Perhaps one can further break the joins into smaller ones, or in different ways (as was stated above along logical grouping of tables) but that wouldn’t be necessary. The example is used only to the extent to illustrate the point. In fact, this whole discussion is not tied or limited to SQL coding either. It is about the general ideas that are applicable to any programming: complexity of the code, principles for dealing with complexity and most important of all, the thought process underlying all this. It shows how in general a reasoned approach to programming improves it.

Refactoring

In the above example, the method applied to simplify and improve the code is called Refactoring and it’s a very important concept in programming and software design. According to Martin Fowler, the originator of the concept,

Refactoring is a disciplined technique for restructuring an existing body of code, altering its internal structure without changing its external behavior.
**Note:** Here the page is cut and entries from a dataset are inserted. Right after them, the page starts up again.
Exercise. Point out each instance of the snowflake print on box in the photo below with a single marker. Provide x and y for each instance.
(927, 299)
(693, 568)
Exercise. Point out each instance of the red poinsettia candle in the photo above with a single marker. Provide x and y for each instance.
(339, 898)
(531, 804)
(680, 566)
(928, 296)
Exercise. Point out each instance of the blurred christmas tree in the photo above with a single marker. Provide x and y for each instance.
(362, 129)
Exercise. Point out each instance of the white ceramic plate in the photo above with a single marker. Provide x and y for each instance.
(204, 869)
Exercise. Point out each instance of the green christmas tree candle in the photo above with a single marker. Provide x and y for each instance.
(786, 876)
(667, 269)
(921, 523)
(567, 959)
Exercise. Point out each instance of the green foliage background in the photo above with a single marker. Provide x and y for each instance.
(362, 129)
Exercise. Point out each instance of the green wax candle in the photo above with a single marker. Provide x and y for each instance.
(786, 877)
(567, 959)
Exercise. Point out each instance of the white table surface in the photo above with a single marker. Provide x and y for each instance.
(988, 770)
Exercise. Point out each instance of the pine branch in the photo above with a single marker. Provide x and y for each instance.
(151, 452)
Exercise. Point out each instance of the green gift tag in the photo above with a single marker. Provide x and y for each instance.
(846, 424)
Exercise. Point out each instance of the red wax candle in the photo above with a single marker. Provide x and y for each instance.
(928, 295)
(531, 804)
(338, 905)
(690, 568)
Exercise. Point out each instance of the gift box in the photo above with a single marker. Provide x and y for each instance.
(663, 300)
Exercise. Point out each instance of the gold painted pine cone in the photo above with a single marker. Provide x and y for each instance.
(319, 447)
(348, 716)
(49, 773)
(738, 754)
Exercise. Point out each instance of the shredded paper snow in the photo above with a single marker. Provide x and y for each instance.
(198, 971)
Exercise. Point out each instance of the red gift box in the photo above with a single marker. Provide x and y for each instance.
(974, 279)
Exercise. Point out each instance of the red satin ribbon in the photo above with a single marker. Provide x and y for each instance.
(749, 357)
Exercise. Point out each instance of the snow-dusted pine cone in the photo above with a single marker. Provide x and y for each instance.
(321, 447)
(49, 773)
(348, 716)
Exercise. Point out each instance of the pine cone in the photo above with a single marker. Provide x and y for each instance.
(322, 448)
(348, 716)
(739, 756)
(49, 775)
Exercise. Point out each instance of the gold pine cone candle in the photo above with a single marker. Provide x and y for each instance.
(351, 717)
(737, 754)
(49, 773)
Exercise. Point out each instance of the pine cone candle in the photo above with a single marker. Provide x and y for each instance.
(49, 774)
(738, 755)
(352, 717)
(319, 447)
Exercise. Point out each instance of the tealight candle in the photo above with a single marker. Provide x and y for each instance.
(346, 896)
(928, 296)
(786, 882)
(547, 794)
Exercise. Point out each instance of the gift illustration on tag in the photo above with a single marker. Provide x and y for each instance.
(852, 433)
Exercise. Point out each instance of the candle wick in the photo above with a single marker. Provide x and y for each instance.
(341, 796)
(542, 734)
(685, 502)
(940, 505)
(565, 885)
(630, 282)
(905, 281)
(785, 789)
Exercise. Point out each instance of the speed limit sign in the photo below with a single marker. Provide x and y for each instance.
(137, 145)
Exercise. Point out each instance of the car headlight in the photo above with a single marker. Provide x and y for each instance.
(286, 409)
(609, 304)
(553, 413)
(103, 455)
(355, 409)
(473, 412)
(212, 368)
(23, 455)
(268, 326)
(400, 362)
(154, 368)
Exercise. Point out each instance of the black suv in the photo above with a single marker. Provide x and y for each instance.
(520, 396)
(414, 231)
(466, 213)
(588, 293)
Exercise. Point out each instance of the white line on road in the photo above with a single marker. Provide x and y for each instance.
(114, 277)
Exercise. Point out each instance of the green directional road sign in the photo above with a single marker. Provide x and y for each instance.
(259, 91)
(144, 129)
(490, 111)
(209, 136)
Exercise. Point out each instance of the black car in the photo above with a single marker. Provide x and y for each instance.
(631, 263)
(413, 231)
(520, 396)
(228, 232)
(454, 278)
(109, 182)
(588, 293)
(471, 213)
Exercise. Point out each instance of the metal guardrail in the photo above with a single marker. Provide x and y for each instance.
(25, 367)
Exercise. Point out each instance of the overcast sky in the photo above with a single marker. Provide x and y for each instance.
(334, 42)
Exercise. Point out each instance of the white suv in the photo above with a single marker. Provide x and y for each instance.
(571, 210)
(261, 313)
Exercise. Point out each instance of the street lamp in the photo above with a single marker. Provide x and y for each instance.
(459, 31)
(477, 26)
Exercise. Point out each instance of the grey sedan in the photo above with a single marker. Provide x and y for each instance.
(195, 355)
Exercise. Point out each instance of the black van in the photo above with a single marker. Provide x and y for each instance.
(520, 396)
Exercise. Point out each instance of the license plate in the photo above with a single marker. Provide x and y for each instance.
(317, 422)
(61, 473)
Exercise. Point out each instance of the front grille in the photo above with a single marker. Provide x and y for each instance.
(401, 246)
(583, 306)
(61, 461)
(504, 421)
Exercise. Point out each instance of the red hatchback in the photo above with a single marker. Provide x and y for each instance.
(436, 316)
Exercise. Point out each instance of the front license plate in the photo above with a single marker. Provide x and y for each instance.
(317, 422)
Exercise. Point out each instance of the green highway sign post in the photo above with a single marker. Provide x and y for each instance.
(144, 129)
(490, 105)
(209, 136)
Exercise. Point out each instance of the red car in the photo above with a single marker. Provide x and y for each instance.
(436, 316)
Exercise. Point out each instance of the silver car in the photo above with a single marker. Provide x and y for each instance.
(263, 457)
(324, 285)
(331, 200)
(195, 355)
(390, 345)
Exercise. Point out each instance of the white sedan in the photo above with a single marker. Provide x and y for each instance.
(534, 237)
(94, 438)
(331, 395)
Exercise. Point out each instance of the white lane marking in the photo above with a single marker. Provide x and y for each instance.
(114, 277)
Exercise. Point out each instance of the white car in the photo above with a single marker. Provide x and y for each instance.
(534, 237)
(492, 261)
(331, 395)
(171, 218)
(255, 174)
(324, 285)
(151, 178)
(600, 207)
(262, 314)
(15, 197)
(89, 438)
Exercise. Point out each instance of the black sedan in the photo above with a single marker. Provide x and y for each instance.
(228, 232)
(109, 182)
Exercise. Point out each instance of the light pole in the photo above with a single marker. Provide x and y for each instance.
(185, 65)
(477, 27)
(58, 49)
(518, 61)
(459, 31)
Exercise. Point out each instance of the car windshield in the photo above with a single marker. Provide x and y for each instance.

Its heart is a series of small behavior-preserving transformations. Each transformation (called a “refactoring”) does little, but a sequence of these transformations can produce a significant restructuring. Since each refactoring is small, it’s less likely to go wrong. The system is kept fully working after each refactoring, reducing the chances that a system can get seriously broken during the restructuring.

According to another definition,

In computer programming and software design, code refactoring is the process of restructuring existing computer code—changing the factoring—without changing its external behavior. Refactoring is intended to improve the design, structure, and/or implementation of the software (its non-functional attributes), while preserving its functionality. Potential advantages of refactoring may include improved code readability and reduced complexity; these can improve the source code’s maintainability and create a simpler, cleaner, or more expressive internal architecture or object model to improve extensibility.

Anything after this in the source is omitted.